Mientras Isabella alcanzaba su teléfono, una sombra cayó sobre su rostro. Un par de botas de senderismo caras y un bastón de caminar aparecieron en su vista, seguidos por un hombre sorprendentemente apuesto que bloqueaba completamente el sol.
—¿Has terminado de estar ahí tirada? Necesito pasar—dijo el hombre fríamente, su tono cortando el calor post-adrenalina que Isabella había estado sintiendo.
—Oh, ¿vienes a saltar también?—Isabella se movió ligeramente para hacer espacio—. Este es un lugar privilegiado. Cuando aterrices de cara, probablemente termines justo donde estoy yo. Te diré algo—te dejaré el lado izquierdo. Si sobrevives a la caída, podemos ser vecinos.
—Estás loca—Jonathan Hamilton dio un paso adelante, intentando pasar por encima de ella.
Isabella rodeó su pierna con los brazos sin previo aviso.
—¡Suéltame!
Jonathan nunca había sido tocado por una mujer, especialmente no en un área tan íntima.
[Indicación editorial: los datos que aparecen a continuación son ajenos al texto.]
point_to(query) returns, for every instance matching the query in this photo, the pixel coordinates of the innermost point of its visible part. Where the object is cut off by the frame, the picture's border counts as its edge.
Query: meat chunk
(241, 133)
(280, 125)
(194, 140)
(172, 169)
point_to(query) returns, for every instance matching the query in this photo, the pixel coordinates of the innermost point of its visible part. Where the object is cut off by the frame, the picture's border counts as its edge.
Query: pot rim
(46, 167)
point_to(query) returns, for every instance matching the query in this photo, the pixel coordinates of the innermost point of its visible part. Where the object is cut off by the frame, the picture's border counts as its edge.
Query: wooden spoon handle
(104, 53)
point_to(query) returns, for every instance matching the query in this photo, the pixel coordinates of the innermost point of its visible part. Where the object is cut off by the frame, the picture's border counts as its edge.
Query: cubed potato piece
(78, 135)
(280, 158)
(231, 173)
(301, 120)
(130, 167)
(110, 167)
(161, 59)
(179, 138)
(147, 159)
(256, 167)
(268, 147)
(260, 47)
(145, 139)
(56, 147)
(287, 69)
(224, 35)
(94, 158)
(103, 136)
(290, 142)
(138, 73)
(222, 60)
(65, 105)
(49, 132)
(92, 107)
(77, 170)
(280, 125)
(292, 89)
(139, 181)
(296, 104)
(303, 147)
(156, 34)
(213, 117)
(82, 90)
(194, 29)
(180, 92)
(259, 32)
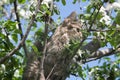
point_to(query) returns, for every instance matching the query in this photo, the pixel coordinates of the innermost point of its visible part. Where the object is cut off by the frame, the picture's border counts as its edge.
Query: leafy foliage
(96, 21)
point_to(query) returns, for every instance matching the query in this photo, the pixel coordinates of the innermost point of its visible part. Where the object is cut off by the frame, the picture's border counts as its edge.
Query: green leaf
(21, 1)
(64, 2)
(11, 1)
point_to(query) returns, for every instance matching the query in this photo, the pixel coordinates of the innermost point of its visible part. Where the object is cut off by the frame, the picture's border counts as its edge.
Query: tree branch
(19, 25)
(3, 59)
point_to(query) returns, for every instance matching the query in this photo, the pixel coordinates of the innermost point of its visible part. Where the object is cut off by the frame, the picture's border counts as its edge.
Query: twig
(19, 25)
(47, 21)
(94, 18)
(3, 59)
(51, 71)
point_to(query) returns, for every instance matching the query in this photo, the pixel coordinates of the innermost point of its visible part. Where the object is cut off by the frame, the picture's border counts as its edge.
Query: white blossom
(47, 2)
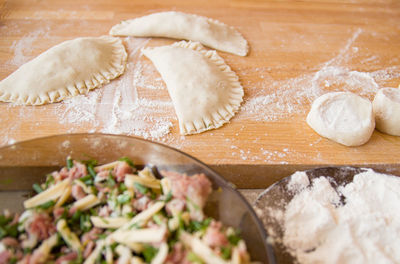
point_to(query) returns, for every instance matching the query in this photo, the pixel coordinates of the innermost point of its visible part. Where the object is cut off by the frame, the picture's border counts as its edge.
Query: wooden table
(298, 50)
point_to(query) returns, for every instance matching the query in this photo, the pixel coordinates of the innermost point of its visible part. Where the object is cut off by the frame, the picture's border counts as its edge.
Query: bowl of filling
(96, 198)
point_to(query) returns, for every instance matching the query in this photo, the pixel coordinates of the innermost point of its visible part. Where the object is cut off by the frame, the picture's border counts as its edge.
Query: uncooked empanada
(70, 68)
(205, 92)
(178, 25)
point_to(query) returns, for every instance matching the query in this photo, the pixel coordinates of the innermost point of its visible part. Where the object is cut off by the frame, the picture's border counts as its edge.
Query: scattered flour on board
(356, 223)
(121, 107)
(117, 108)
(275, 100)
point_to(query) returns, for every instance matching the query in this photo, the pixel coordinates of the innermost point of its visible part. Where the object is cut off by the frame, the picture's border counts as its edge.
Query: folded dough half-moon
(205, 92)
(70, 68)
(178, 25)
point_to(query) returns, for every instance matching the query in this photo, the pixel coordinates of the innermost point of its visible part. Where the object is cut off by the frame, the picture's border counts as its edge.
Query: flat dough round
(70, 68)
(386, 107)
(178, 25)
(343, 117)
(205, 92)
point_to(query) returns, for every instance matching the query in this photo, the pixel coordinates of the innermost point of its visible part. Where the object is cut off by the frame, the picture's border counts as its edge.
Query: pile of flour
(364, 227)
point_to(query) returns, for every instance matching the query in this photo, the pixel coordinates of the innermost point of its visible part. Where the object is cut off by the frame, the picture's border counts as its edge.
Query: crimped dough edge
(244, 45)
(115, 69)
(225, 112)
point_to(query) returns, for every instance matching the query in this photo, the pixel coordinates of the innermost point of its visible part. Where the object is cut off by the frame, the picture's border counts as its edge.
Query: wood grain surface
(298, 50)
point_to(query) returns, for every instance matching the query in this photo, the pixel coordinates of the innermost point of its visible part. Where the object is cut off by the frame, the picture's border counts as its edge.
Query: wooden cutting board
(298, 50)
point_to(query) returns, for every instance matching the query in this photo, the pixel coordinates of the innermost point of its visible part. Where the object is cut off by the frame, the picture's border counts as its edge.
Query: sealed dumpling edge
(178, 25)
(65, 70)
(204, 90)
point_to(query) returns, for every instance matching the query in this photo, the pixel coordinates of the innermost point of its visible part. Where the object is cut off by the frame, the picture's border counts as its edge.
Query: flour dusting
(364, 228)
(274, 100)
(117, 107)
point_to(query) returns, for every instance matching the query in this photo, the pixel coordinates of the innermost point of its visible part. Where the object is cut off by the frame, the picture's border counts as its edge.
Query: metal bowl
(277, 196)
(25, 163)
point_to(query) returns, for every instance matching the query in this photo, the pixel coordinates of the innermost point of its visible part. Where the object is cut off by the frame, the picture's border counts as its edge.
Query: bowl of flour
(333, 215)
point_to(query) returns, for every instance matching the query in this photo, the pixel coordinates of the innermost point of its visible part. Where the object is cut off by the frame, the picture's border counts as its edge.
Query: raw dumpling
(205, 92)
(178, 25)
(343, 117)
(386, 107)
(70, 68)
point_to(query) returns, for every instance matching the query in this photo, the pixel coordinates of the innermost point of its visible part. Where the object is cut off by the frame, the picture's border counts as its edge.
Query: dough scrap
(343, 117)
(67, 69)
(205, 92)
(386, 107)
(178, 25)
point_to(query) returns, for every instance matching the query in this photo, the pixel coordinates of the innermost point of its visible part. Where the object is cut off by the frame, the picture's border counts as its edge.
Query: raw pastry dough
(342, 117)
(207, 31)
(205, 92)
(386, 107)
(70, 68)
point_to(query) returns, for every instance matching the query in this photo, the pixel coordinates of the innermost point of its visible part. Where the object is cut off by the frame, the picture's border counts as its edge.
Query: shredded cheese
(50, 194)
(161, 255)
(201, 249)
(86, 202)
(69, 237)
(130, 181)
(108, 222)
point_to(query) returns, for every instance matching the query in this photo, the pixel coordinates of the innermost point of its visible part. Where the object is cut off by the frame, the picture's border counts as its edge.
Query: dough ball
(343, 117)
(386, 107)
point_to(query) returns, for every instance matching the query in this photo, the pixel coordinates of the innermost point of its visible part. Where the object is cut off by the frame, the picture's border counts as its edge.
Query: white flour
(318, 228)
(138, 104)
(273, 100)
(117, 107)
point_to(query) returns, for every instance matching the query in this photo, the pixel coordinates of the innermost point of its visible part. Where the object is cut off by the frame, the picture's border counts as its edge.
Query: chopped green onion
(234, 238)
(76, 215)
(3, 232)
(134, 226)
(70, 163)
(122, 187)
(149, 253)
(110, 180)
(9, 230)
(195, 206)
(49, 180)
(157, 219)
(36, 187)
(193, 258)
(85, 223)
(226, 252)
(141, 188)
(127, 160)
(88, 180)
(123, 198)
(130, 214)
(91, 170)
(4, 220)
(104, 220)
(47, 205)
(168, 197)
(195, 226)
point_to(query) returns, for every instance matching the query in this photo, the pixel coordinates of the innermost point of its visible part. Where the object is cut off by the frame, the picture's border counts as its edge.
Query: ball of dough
(386, 106)
(343, 117)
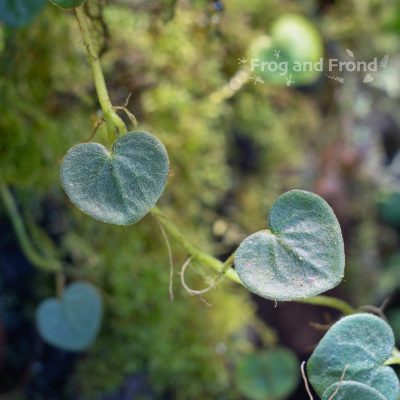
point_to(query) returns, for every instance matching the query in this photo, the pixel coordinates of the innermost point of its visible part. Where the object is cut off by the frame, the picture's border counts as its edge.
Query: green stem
(110, 116)
(332, 302)
(230, 273)
(45, 264)
(201, 256)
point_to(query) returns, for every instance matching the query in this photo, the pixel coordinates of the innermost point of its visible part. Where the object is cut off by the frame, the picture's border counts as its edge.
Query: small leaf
(362, 342)
(301, 256)
(18, 13)
(350, 390)
(68, 3)
(368, 78)
(267, 375)
(118, 187)
(72, 323)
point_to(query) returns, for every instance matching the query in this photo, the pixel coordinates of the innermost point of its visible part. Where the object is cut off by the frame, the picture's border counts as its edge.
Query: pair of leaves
(18, 13)
(359, 345)
(267, 375)
(119, 187)
(73, 322)
(302, 254)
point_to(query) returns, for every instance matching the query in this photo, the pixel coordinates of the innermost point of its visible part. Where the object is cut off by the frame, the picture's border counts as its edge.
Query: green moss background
(229, 161)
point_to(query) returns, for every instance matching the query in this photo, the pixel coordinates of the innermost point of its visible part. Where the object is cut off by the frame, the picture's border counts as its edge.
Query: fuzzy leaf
(350, 390)
(363, 342)
(301, 256)
(72, 323)
(119, 187)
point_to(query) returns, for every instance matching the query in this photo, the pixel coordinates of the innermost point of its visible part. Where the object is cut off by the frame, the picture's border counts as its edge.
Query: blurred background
(237, 139)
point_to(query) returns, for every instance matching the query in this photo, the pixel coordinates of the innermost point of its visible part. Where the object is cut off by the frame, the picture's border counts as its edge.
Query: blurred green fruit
(18, 13)
(280, 58)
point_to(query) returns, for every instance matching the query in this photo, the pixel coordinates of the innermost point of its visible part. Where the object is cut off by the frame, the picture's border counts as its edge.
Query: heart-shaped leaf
(362, 342)
(119, 187)
(350, 390)
(72, 323)
(301, 256)
(17, 13)
(68, 3)
(267, 375)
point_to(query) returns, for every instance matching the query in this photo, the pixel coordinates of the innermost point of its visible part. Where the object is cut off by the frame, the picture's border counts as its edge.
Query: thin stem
(110, 116)
(201, 256)
(225, 267)
(45, 264)
(332, 302)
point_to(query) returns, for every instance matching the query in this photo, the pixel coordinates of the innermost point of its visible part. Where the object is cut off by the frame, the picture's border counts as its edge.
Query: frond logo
(277, 67)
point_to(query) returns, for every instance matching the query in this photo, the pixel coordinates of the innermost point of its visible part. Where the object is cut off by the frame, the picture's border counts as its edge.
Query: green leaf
(363, 342)
(267, 375)
(119, 187)
(68, 3)
(18, 13)
(301, 256)
(72, 323)
(350, 390)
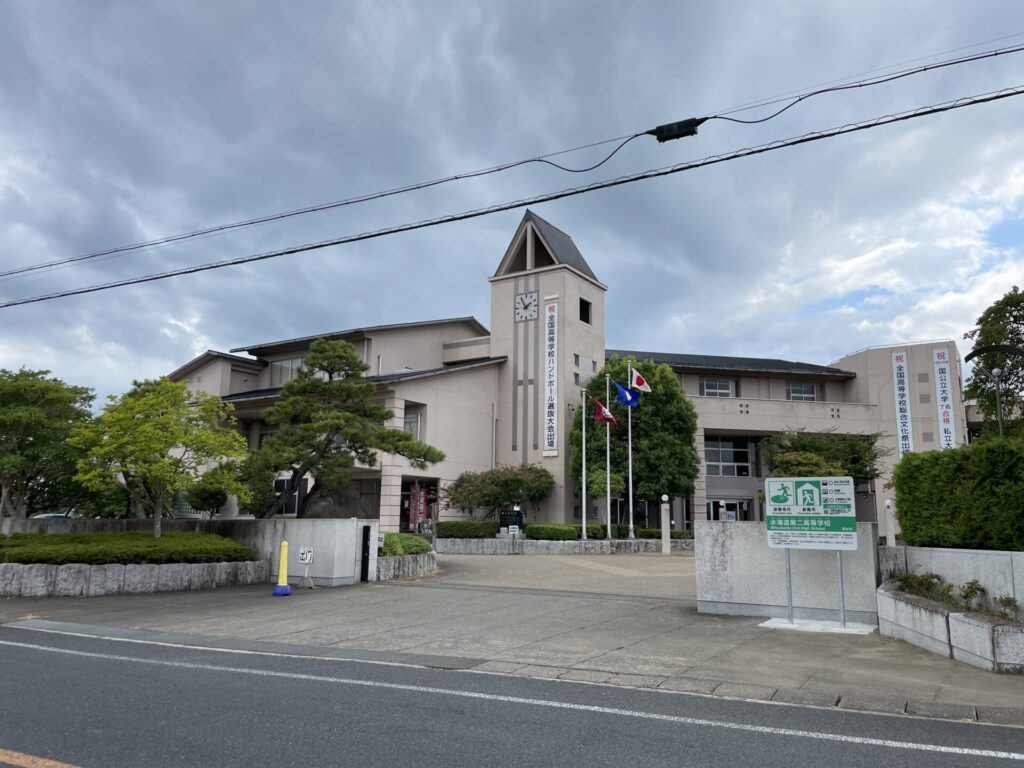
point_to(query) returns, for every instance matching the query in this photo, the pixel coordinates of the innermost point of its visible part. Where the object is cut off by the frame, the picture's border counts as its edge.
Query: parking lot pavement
(625, 620)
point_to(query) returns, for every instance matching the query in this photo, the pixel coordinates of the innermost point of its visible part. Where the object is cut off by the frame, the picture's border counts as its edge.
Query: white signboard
(551, 378)
(901, 386)
(810, 513)
(944, 398)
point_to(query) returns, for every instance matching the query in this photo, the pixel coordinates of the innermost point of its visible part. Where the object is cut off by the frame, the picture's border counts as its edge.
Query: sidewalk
(622, 620)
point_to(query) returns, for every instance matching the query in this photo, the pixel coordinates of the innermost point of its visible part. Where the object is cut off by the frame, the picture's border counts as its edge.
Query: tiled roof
(479, 330)
(753, 365)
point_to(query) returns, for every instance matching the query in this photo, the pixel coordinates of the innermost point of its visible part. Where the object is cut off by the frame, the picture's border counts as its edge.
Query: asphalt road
(91, 701)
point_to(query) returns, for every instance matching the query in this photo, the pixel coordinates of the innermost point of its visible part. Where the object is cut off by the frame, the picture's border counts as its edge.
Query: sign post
(811, 513)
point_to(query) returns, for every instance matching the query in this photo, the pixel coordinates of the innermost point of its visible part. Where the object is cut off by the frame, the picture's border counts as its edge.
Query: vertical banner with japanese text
(551, 379)
(944, 398)
(901, 387)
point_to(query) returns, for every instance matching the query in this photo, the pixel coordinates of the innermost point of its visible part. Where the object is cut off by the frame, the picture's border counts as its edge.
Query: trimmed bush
(402, 544)
(967, 498)
(124, 548)
(552, 531)
(468, 528)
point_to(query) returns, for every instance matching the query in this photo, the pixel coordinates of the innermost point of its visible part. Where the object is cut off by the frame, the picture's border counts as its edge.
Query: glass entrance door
(729, 509)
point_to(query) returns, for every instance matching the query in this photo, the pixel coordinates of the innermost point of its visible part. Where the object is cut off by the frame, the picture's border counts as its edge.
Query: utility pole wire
(542, 159)
(572, 192)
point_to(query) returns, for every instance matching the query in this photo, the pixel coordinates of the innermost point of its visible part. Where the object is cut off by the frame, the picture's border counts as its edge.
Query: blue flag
(629, 397)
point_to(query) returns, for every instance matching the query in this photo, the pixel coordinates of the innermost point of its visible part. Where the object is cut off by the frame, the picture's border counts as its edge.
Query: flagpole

Por un momento, olvidó que podía simplemente patear para liberarse.
Isabella estudió al hombre, notando cómo mantenía el equilibrio perfecto incluso en una pierna. —Escucha, eres demasiado guapo para desperdiciarte. ¿Qué tal si—
—¡Absolutamente no!—el rostro de Jonathan se sonrojó, sus orejas ardiendo de rojo.
——te conviertes en mi cómplice... ¿qué?—Isabella parpadeó, confundida.
La negación de Jonathan murió en su garganta al procesar sus verdaderas palabras, su vergüenza profundizándose. Sin decir una palabra más, se dio la vuelta y se dirigió por el sendero de la montaña.
—Bueno, supongo que he hecho mi buena acción del día—salvé la vida de un hombre hermoso—murmuró Isabella, sacudiéndose mientras se ponía de pie.